Single by Benny Mardones

from the album Never Run, Never Hide
- B-side: "She's So French"
- Released: June 1980
- Genre: Soft rock
- Length: 4:30 (album version) 3:43 (radio edit)
- Label: Polydor
- Songwriters: Benny Mardones, Robert Tepper
- Producer: Barry Mraz

Benny Mardones singles chronology
| "All for a Reason" (1978) | "Into the Night" (1980) | "Hometown Girls" (1980) |

Audio
- "Into the Night" on YouTube

= Into the Night (Benny Mardones song) =

1980 single by Benny Mardones

"Into the Night" is a song by American pop rock singer Benny Mardones from his album Never Run, Never Hide (1980). Inspired by an impoverished family Mardones met during the writing of the album, the lead single became a two-time top 20 hit and a signature tune in Mardones' catalogue.

==Overview==
In an interview with YouTuber Professor of Rock before his death, Mardones recounted the song's origins as dating back to the writing process for the Never Run, Never Hide album. He and songwriter Robert Tepper went to Miami and lived in an apartment while working on songs.

Mardones' neighbors included a family of five: a mother, a father who worked in set design, and three teenagers (two girls and a boy). One day, the father walked out, leaving the family destitute.

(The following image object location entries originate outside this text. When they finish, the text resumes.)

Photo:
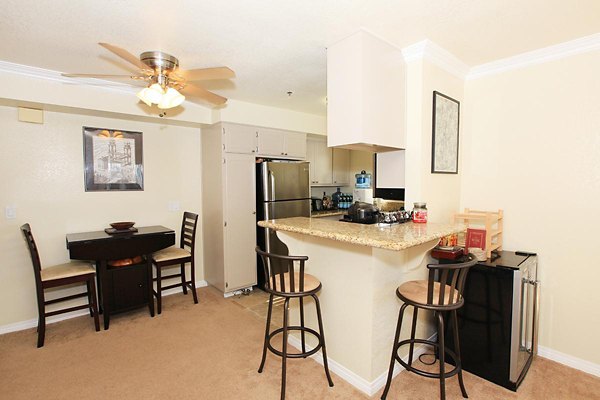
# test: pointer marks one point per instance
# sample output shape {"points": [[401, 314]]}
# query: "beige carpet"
{"points": [[211, 351]]}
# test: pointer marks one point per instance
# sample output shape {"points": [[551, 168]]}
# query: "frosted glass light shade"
{"points": [[164, 99]]}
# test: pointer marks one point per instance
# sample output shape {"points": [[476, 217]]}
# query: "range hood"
{"points": [[366, 90]]}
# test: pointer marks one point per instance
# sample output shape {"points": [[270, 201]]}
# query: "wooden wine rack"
{"points": [[491, 221]]}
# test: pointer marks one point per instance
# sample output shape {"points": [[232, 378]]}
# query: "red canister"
{"points": [[420, 213]]}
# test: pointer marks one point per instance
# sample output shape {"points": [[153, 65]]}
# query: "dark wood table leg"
{"points": [[99, 284], [150, 284], [104, 286]]}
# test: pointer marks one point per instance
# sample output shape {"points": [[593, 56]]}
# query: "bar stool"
{"points": [[282, 280], [432, 295]]}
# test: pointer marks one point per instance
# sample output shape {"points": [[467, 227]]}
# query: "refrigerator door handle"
{"points": [[536, 315], [271, 184]]}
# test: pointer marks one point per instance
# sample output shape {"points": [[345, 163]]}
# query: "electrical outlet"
{"points": [[10, 212]]}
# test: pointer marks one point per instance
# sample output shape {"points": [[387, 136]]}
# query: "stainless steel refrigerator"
{"points": [[283, 190]]}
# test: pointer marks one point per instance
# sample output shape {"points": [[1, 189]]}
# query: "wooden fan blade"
{"points": [[125, 55], [191, 90], [103, 76], [202, 74]]}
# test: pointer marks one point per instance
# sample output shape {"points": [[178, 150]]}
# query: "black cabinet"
{"points": [[127, 287]]}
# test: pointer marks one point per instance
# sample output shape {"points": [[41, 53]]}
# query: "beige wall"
{"points": [[531, 146], [42, 175]]}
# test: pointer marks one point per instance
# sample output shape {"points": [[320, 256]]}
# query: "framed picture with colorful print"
{"points": [[112, 159], [444, 144]]}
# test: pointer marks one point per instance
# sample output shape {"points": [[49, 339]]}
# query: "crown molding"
{"points": [[428, 50], [56, 76], [578, 46]]}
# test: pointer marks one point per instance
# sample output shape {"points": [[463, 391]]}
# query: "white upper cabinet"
{"points": [[320, 158], [239, 139], [285, 144], [295, 145], [270, 142], [328, 167], [341, 167], [366, 90]]}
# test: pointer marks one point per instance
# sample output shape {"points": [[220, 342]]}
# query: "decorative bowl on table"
{"points": [[121, 226]]}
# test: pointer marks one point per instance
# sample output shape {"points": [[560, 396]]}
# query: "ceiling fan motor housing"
{"points": [[159, 61]]}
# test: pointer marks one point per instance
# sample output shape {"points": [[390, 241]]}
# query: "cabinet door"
{"points": [[341, 166], [321, 163], [271, 142], [240, 221], [239, 139], [295, 145], [128, 287]]}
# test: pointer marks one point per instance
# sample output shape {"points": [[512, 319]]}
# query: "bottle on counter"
{"points": [[420, 213], [335, 198]]}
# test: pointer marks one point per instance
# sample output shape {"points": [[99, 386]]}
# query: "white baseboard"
{"points": [[237, 292], [570, 361], [370, 388], [32, 323]]}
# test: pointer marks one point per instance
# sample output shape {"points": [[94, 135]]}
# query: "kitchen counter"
{"points": [[327, 213], [390, 237], [360, 267]]}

Mardones, wanting to help in any way he could, started paying the teens for odd jobs such as walking his dog or picking up groceries. The dog-walker was 16-year-old Heidi. One morning, after Mardones had spent most of the night working on the main riff from "Into the Night," Heidi, dressed for school in a rather mature fashion, came up to walk the dog. According to Mardones, when Tepper made a stray remark after she left, Mardones shut him down, saying "Pal, she's just 16 years old, leave her alone."

Mardones tells of taking that line and running with it, slowly spinning the tale of this family across lyrics such as "It's like having a dream / Where nobody has a heart" highlighting the struggles of the father in set design, and the main chorus being about bringing the family out of poverty. Mardones went on to cite the song's success and subsequent radio interviews done with Heidi to clear up the controversy as what helped lift the family out of their poverty. Through the exposure, Heidi would meet and ultimately marry the son of a Puerto Rico-based real estate mogul. Heidi's husband brought the family to Puerto Rico to live with the couple, and gave the brother a job in his company.

In the Professor of Rock interview, Mardones also sheds light on his powerful vocal performance. The singer cut the lead vocal in three takes, impressing album producer and longtime Styx engineer Barry Mraz. The notorious howling instrumental bridge was originally a guide vocal for a saxophonist, but upon completion, Mraz told the singer "We won't be using a saxophone on this record."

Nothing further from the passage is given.